The fungi genus Malassezia was the most abundant found in the metagenomic analysis, and it is one of the organisms that were able to degrade TPH in the performed oxidation tests. However, no indication in the consulted literature was obtained considering the possibility of organisms of the genus Malassezia degrading hydrocarbon compounds. This highlights the contribution of the present study. Considering the fungi of unidentified genus, the Eriotales, Helotiales and Agaricales orders and the family Aspergillus are reported as having hydrocarbon degrading potential. However, they did not perform well in the oxidation tests.

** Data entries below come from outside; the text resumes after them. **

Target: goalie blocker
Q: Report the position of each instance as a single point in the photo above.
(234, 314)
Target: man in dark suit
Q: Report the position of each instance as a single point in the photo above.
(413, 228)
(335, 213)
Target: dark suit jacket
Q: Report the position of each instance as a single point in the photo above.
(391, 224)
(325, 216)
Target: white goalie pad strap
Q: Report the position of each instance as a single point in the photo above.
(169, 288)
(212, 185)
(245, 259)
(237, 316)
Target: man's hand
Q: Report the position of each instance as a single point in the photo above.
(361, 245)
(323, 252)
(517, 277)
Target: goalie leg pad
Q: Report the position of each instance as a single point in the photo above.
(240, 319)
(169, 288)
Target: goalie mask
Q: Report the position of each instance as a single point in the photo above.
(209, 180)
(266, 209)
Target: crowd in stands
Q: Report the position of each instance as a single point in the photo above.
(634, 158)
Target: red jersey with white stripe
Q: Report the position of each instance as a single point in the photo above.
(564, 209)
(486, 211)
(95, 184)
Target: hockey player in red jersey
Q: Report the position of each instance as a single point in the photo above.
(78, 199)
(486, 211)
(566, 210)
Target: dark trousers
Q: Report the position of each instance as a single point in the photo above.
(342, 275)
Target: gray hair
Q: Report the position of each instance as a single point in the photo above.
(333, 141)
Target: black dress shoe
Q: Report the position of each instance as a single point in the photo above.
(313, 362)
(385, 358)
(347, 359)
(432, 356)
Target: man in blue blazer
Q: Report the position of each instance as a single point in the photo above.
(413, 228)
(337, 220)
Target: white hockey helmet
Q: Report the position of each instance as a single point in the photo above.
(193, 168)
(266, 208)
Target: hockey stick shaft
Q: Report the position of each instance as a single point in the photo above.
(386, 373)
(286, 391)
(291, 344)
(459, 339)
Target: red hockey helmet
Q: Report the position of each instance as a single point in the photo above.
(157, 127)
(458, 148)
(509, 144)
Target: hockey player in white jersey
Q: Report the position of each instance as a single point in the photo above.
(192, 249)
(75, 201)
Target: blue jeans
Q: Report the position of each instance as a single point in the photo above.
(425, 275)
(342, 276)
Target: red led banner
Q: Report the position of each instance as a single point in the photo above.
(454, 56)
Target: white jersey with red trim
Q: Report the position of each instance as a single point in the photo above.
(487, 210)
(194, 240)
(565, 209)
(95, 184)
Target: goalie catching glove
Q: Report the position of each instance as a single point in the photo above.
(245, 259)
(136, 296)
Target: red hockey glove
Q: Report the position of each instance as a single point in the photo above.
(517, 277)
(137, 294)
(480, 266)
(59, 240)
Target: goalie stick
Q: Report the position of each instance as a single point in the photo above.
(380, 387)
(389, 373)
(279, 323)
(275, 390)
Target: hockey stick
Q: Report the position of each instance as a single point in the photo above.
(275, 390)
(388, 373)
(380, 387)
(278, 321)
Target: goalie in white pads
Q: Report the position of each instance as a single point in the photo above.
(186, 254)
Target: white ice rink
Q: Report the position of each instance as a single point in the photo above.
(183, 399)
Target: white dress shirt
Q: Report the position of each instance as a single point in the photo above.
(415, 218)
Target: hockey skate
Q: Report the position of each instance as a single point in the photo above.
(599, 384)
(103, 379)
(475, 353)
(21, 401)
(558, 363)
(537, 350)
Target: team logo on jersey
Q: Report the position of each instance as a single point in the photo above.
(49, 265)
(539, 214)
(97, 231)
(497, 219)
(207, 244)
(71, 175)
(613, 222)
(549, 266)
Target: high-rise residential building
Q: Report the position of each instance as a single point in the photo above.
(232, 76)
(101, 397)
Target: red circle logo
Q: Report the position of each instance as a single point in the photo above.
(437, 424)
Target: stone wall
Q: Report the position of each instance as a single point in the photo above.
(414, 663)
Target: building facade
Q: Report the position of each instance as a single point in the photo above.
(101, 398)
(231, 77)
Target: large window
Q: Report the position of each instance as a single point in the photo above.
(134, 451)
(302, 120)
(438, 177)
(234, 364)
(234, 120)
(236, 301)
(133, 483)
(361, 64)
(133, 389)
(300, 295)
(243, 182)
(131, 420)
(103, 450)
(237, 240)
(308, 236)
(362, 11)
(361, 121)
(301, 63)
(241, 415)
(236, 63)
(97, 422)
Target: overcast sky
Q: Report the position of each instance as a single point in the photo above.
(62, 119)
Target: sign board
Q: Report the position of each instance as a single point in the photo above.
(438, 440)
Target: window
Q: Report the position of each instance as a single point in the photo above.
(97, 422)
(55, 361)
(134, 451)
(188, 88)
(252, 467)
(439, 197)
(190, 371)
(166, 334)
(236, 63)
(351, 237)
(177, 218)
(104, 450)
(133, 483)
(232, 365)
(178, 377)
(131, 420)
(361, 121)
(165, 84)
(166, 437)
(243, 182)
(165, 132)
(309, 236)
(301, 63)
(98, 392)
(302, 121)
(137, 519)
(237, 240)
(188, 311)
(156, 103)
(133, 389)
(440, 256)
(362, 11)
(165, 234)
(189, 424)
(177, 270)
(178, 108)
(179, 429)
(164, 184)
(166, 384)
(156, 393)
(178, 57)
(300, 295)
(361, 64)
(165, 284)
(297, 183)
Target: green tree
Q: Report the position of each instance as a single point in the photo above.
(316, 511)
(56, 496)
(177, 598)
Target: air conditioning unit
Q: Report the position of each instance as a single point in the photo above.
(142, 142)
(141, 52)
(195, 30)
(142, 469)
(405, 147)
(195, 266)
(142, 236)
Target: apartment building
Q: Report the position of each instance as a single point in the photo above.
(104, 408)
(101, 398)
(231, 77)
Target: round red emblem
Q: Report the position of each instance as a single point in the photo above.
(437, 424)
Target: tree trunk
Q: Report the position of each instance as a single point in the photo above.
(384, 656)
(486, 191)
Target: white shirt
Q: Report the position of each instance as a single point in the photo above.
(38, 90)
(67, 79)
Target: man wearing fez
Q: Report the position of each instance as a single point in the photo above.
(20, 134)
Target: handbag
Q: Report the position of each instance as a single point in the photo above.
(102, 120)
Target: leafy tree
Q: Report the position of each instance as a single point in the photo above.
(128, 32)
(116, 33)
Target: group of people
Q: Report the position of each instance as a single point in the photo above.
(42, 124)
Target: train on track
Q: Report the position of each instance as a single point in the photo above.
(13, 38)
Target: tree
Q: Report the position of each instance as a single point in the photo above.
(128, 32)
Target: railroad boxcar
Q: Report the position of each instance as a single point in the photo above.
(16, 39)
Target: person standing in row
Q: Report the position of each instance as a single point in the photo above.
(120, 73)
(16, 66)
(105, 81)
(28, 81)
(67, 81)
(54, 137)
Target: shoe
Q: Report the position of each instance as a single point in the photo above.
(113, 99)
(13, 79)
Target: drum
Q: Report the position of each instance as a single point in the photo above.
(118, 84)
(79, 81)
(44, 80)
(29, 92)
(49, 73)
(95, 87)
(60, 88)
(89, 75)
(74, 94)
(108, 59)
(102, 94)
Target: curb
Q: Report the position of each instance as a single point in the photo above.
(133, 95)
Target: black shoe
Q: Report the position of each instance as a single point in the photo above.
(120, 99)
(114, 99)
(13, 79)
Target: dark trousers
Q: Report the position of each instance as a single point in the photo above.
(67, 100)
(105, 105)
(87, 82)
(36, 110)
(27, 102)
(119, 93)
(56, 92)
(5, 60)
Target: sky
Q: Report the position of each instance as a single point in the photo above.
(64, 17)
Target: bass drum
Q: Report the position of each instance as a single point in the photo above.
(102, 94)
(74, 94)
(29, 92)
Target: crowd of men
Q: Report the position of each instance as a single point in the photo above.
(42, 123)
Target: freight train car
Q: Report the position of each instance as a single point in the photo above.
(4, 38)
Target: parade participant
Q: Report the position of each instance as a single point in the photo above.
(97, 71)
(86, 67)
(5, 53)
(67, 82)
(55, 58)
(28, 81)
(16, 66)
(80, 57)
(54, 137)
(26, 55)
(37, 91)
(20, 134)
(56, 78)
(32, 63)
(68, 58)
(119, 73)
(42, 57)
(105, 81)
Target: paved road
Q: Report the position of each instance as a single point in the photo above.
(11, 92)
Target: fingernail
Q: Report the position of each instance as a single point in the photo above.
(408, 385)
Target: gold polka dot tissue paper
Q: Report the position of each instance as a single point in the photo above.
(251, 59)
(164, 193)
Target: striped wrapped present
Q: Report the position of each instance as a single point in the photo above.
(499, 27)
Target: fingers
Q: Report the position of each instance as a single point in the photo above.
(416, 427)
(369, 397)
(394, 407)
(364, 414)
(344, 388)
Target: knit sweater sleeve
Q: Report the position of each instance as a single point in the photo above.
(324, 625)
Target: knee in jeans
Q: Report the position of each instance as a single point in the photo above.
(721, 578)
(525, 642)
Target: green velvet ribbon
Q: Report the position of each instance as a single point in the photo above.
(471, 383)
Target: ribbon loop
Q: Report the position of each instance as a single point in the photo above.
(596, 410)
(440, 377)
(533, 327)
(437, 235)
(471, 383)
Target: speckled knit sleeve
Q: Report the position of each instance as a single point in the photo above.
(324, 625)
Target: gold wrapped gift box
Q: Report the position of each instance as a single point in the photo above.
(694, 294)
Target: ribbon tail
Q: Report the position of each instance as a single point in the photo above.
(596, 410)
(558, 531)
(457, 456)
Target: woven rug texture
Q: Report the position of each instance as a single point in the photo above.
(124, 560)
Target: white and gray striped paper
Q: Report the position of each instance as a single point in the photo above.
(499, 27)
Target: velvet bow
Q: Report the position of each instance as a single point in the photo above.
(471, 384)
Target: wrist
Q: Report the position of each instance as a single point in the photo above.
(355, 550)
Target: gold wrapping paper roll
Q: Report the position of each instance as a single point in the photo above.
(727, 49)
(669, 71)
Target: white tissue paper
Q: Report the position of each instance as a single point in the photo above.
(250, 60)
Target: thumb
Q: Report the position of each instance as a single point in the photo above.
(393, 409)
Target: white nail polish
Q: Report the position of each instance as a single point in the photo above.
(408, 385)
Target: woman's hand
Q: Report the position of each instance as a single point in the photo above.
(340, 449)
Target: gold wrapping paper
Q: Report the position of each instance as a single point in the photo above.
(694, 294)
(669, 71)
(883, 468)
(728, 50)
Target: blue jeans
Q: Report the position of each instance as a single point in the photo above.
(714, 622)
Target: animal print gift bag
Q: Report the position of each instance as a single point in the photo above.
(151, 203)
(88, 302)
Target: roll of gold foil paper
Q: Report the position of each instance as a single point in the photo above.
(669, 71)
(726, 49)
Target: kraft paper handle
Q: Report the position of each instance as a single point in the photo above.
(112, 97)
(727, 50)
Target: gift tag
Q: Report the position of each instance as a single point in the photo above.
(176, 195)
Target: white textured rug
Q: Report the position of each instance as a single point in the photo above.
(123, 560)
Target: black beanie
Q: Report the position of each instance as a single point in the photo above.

Considering all the obtained results, four bacteria (Bacillus and Lysinibacillus genus) and two fungi species (Malassezia and Talaromyces genus) that were identified after the oxidation tests for hydrocarbon degradation have not previously been mentioned in the literature for having the ability to degrade TPH37,38,39.

Conclusions

This paper presents results of column tests that were performed on compacted samples of a clayey sand soil permeated by PPW. The experimental results indicate the occurrence of clay dispersion in the samples with the associated decrease in soil permeability. Furthermore, all the tested samples presented the occurrence of organic decay. Breakthrough curves were modelled in an incremental way using a non constant decay rate to better simulate microorganisms growing process and consider the occurrence of varying velocity in experiments. A good adherence was obtained between experimental and modelled results. The TPH concentrations in the permeating fluid and/or soil permeability seem to influence the values of \(\mathrm{t}_1\) (elapsed time for which the decay rate reaches half \(\uplambda _{\mathrm{max}}\)) and \(\upbeta\) (rate of increase in the decay rate). The smaller variability of the maximum decay rate (\(\uplambda _{\mathrm{max}}\)) seems to reflect the similar original nature and diversity of the communities of microorganisms in the soil specimens40. The obtained \(D_h\) values are substantially higher than the results presented in the technical literature concerning inorganic solutes but are compatible with previous results obtained using PPW as permeating fluid in different soils. The previously mentioned aspects are important (and most of them are favourable to environmental protection) when applying field remediation techniques or in the design of soil bio-barriers for PPW containment, since the VS sediment was characterized as a microbiota with potential to degrade hydrocarbons. The obtained results from the biological analysis illustrate how column tests can be performed to provide genetic material, which could be potentially applied in bio-remediation techniques that focus on native microorganisms. Furthermore, some identified species do not have a previous indication of the potential degradation of PPW compounds.